Les objectifs de la visite sont clairs. Un entretien en tête-à-tête entre Goïta et Vladimir Poutine figure au centre du programme, suivi de réunions élargies et de signatures d’accords. La présence russe au Mali porte le nouveau visage d’une coopération sécuritaire. En clair, la Russie ne se contente plus de soutenir : elle s’inscrit dans la durée.

Et ce n’est pas tout. Sur le terrain économique, la Russie accompagne le Mali dans des projets structurants, à commencer par la raffinerie industrielle d’or à Bamako, pilotée avec la société Yadran, dont l’État malien détient la majorité du capital. Une raffinerie d’or, donc, mais aussi une promesse de valeur ajoutée locale, dans un pays longtemps enfermé dans l’export brut. L’or, pour Moscou comme pour Bamako, n’est plus seulement un métal : c’est un levier de souveraineté.
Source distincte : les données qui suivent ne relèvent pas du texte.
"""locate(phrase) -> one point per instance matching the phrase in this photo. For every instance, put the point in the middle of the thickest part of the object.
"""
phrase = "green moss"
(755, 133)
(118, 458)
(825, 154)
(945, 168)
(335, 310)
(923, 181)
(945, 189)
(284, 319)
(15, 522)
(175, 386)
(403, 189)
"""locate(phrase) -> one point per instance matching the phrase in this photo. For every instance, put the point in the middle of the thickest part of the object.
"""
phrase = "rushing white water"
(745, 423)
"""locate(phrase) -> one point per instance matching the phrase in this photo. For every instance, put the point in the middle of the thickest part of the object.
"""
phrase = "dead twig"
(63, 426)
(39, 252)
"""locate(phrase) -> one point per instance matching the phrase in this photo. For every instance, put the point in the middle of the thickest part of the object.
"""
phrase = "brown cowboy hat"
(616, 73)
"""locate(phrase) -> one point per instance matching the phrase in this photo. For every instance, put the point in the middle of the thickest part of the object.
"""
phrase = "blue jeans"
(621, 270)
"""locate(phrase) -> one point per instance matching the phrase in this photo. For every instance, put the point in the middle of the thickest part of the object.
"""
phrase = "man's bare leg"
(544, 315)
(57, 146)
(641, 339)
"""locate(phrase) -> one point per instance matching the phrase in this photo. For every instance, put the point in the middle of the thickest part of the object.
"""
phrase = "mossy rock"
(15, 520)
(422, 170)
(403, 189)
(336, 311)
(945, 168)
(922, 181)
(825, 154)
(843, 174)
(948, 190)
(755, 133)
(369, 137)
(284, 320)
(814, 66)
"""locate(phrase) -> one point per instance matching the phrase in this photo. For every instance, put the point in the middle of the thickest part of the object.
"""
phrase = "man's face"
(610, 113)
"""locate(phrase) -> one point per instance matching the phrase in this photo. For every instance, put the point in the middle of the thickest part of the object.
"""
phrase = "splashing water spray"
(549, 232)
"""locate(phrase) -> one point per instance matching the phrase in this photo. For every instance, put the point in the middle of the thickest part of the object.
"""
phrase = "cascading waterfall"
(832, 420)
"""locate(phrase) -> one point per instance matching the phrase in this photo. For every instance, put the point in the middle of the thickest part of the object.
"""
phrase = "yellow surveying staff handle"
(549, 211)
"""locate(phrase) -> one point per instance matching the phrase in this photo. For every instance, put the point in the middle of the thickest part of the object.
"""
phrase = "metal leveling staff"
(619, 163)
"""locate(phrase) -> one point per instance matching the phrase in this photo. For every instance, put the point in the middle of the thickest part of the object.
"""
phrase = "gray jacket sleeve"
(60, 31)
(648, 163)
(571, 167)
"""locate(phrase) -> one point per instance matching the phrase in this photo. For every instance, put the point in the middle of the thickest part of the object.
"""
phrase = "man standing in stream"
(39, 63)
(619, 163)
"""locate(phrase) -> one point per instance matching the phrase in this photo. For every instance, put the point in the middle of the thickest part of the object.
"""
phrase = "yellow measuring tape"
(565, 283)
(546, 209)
Le contexte, lui, n’a rien d’anodin. Sur le terrain, les attaques terroristes persistent, notamment dans le centre et le nord du pays. Les forces maliennes, engagées dans une lutte asymétrique de longue haleine, bénéficient du soutien matériel et stratégique de leurs partenaires. Mais le défi reste immense. Et c’est sans doute pour cela que cette visite prend une telle épaisseur politique : elle s’inscrit dans une tentative d’architecture régionale nouvelle, portée par l’Alliance des États du Sahel (AES), dont Goïta assure la présidence.

La reconnaissance mutuelle du prix du sacrifice

De la Confédération AES à la diplomatie moscovite, le pas est vite franchi. La présence remarquée d’ambassadeurs africains à l’accueil présidentiel à Moscou illustre une dynamique plus large : celle d’une Afrique qui, loin de se laisser dicter ses alliances, commence à les choisir avec méthode – et sans complexe.

Certains y verront un alignement. D’autres, un rééquilibrage. Mais dans le langage des États, ce que l’on appelle aujourd’hui « nouveau partenariat stratégique » a toujours existé sous d’autres noms. La différence, peut-être, réside dans le fait que désormais, c’est le Mali lui-même qui rédige les clauses.

Jusqu’au 25 juin, Bamako et Moscou dérouleront donc un programme dense : entretiens, signatures d’accords, projets bilatéraux, mémoire commune. Et si le dépôt de gerbe au monument du Soldat inconnu, prévu avant les travaux diplomatiques, symbolise quelque chose, c’est bien la reconnaissance mutuelle du prix du sacrifice. Celui des nations qui veulent se tenir debout, même seules. Ou surtout seules.